Времена были относительно либеральные; педсостав в нашей школе, как ни странно, тоже. Новый директор Юрий Федорович играл в самодеятельности (на пару с Татьяной Дорониной, ни больше ни меньше), пил, гулял по бабам, соглашался, когда его припрешь к стенке, с самыми дикими идейными закидонами. Историчка и обществовед – красивая женщина в строгом английском костюме и столь же строгих партийных взглядов – была, по-видимому, блестящим преподавателем: перебиваясь у нее с двойки на тройку, я в университете, практически не бывая на лекциях и ничего на соответствующие темы не читая, получал по общественным дисциплинам на базе полученных в школе знаний сплошные пятерки.
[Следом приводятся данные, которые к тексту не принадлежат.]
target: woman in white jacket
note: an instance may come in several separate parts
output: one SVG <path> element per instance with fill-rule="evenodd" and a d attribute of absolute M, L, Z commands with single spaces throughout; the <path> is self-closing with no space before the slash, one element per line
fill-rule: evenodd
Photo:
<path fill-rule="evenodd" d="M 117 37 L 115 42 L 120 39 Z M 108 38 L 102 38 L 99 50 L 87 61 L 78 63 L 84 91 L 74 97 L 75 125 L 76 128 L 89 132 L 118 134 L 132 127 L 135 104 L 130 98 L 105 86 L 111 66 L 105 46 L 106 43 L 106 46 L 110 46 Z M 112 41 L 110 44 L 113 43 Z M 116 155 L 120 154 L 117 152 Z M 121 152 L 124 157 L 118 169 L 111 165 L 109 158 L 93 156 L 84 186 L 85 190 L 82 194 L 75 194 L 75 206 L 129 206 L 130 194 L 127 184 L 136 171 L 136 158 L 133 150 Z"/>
Лишь будущий член политбюро ЦК КПСС Медведев влепил мне трояк, но тут я сам напросился. У него была бредовая теория НЭПа собственного изобретения (НЭП начинался 25 октября 1917 года, прерывался на период военного коммунизма и, возобновившись, продолжался аж до 1939 года, то есть до полного построения социализма в одной, отдельно взятой, стране). Сроки НЭПа были его любимым дополнительным вопросом на экзамене – так он узнавал, ходит студент к нему на лекции или нет. На лекции я, понятно, не ходил, но про дополнительный вопрос мне рассказали заранее. Однако и нести такой вздор – пусть и на экзамене – мне не хотелось. Поэтому, услышав роковой вопрос, я начал: «Если верить вашим лекциям…» – «Ах так! Значит, им можно и не верить!» – перебил будущий идеолог перестройки и влепил мне трояк. Из-за которого, кстати, я не получил диплома с отличием.
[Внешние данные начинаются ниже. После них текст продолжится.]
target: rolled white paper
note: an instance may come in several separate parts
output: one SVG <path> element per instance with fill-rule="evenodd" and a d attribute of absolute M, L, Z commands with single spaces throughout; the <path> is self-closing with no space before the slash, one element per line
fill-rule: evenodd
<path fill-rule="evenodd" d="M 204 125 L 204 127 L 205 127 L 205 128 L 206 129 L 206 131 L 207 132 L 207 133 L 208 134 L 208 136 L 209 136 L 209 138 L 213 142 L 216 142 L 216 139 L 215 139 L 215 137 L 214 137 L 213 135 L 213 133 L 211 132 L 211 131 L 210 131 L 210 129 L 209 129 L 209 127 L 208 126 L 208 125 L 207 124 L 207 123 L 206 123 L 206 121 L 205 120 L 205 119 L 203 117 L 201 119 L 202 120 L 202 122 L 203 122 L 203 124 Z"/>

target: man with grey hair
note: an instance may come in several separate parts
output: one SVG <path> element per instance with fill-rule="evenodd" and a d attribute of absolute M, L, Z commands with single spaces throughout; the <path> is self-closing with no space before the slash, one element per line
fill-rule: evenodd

Справедливо считается, что хамство, бестактность и (несколько шире) неумение корректно сформулировать пусть и верную мысль является одним из самых пагубных моих недостатков. Лет двадцать назад я пересказал своему другу, вполне преуспевшему и в советские времена, не поступившись, однако же, собственным достоинством, профессору, университетскую историю и спросил, как бы он выпутался из ситуации на экзамене. Мой друг не задумался ни на минуту: «Вы нас учили…»
Вот как, оказывается, следовало мне срезать экзаменатора – и тогда, не исключено, я бы и сам, подобно своему другу, стал профессором к тридцати пяти годам. Но не судьба.
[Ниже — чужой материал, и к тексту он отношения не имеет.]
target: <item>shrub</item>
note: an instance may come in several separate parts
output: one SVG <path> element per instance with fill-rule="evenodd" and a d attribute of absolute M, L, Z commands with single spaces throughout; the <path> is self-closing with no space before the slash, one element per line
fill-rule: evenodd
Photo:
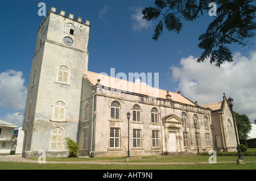
<path fill-rule="evenodd" d="M 69 155 L 68 157 L 77 157 L 79 152 L 79 147 L 74 141 L 71 138 L 67 137 L 65 140 L 65 144 L 67 145 L 67 149 L 69 151 Z"/>
<path fill-rule="evenodd" d="M 13 154 L 15 154 L 15 150 L 11 150 L 10 151 L 10 155 L 13 155 Z"/>
<path fill-rule="evenodd" d="M 239 147 L 240 147 L 240 150 L 242 152 L 246 152 L 247 148 L 245 145 L 240 144 L 239 145 Z"/>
Школьная историчка отличалась, впрочем, не только партийной эрудицией. Преподаватель физкультуры выдал своим любимцам (в число которых я входил, как чемпион и лидер шахматистов нашего Фрунзенского района) запасные ключи от спортзала, чем мы и пользовались во время школьных вечеров и помимо этого. Я, впрочем, исключительно в целях распития. И вот однажды, запасшись бутылками вермута, мы поднялись на шестой этаж в спортзал. Увы, физкультурник был уже там, а за спиной у него маячила историчка. В строгом английском костюме, как всегда, но при ближайшем рассмотрении – лишь в строгом английском жакете. На следующее утро она, однако, рассказывала нам о моральном кодексе строителей коммунизма с обычной невозмутимостью.
Редкостной сволочью была – или, во всяком случае, казалась нам – завучиха по кличке Уклейка. Но, наверное, и была: иначе ее не оставили бы в партии и на службе после того, как ее сын – знаменитый Револьт Пименов, ныне покойный, – сел за антисоветскую деятельность. Ситуация, как обычно, осложнялась тем, что защитницей на процессе – правда, защитницей не самого Пименова, а его жены Ирины Вербловской – была моя мать. «Не потерплю, – доверительно говорила ей Уклейка, – чтобы мой чистый голубь сидел в тюрьме, а ваш антисоветчик разгуливал на свободе!»